Cielo, who just graduated and started working a year ago, lamented the fact that she didn’t get the chance to spoil her father like she wanted. “Dad, sabi ko pa naman pag nakapag-abroad ako, bibilhan kita ng gusto mong massage chair sa Ogawa na lagi mong tinitignan sa Fairview Terraces. Sinabi ko iyon habang nasa kotse tayo tapos tumawa ka lang at na-touch ka kaso wala ka na, dad.”
She made promises to her father. “Kami na po ang bahala kay mommy. Ako na po ang bahala sa mga kapatid ko. Ipapatayo ko yung bahay na pinapangarap mo para sa amin, daddy.”

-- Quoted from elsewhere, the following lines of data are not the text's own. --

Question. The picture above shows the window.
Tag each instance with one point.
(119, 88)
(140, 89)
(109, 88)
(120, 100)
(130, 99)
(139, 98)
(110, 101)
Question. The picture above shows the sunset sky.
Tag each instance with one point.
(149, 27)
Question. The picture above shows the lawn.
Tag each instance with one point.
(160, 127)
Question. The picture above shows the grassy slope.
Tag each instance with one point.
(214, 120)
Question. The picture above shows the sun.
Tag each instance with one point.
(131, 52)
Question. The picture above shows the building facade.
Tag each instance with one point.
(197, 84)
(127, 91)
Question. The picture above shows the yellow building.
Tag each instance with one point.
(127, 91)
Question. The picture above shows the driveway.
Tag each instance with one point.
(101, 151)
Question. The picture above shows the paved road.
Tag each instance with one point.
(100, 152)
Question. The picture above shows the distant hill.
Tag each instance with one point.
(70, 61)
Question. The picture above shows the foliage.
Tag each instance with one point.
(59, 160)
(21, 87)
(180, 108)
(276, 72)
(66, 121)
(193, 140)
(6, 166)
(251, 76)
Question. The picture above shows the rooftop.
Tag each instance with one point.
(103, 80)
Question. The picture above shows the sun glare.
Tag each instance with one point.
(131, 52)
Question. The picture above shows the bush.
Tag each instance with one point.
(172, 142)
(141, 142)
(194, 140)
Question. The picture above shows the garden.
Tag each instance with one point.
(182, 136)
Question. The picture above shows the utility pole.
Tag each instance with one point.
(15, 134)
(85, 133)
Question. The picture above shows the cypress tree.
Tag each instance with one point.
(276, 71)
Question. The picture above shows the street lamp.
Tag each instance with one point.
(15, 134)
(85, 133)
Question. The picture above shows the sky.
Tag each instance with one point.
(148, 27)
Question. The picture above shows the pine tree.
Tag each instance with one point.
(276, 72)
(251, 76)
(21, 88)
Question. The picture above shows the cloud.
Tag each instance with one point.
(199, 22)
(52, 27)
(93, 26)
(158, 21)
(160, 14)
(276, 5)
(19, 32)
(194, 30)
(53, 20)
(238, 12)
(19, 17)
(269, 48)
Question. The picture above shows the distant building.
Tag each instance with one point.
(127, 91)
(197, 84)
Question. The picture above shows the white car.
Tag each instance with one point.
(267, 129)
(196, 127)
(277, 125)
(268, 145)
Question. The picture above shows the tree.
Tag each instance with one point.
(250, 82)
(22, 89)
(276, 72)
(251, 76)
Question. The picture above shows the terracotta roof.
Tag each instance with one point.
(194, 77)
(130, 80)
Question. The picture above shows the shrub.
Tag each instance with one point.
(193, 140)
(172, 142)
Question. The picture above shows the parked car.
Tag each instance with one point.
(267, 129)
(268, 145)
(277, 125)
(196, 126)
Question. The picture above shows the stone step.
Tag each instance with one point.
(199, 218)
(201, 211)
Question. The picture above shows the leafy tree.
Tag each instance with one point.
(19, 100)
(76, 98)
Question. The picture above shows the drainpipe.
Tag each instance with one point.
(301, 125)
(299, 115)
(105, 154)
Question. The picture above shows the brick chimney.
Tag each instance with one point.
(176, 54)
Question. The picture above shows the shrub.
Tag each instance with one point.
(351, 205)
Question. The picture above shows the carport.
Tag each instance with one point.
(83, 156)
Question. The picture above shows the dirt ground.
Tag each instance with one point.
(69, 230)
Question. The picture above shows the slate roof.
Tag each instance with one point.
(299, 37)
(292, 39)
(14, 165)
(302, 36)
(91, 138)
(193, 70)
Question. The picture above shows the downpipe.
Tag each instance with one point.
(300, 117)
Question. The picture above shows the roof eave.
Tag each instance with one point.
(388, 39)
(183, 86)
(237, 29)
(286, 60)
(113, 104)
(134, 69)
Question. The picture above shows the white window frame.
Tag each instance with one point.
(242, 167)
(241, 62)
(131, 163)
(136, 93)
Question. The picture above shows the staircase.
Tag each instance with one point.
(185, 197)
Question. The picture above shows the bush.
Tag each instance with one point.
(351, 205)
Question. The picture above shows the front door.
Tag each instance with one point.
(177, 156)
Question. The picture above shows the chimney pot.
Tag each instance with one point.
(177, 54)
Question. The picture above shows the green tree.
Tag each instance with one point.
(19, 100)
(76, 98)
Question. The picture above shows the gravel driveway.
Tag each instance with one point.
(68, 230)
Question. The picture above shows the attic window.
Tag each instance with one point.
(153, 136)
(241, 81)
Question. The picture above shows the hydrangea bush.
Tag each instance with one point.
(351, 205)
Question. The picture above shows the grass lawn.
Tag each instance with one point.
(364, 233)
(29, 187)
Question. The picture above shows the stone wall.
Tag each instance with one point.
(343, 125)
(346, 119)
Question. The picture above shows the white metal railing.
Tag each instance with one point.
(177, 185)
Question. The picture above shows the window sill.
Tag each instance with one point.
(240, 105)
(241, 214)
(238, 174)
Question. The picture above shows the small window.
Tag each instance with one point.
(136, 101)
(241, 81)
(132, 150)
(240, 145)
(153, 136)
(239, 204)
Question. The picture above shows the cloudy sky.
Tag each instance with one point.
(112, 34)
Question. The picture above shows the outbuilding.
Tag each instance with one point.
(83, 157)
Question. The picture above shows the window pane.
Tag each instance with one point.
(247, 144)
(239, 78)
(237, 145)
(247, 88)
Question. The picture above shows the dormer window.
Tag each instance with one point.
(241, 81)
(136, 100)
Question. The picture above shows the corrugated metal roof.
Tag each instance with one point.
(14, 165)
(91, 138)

She asked those who knew her father to tell them about their memories with him. “Di po kami magkakaroon nang maayos na lamay sa ngayon. Masakit sa puso we won’t be hearing eulogies from his friends. Please share (with) us stories about your time with him”
And she asked everyone to remember him as more than just another casualty of this pandemic. “When you speak of him, please speak only of good words. Please do not remember him as someone who just died because of COVID-19. Sobrang dami niyang ginawa para sa bayan. Please pray for his soul. Please pray for the souls of those who are still fighting.”
Cielo is currently in isolation at Dr. Jose B. Lingad Memorial Regional Hospital, the same hospital where her father had been confined.
She has a message for everyone: “You will never be prepared for your parent’s death… Nagmamakaawa akong sabihin niyo na sa mga magulang niyo ngayon kung gaano niyo sila kamahal. We are fools to think of time as a luxury. Tell your parents you love them and tell them now.”
And to her father: “I’m beyond proud of you po. You are my modern day bayani.”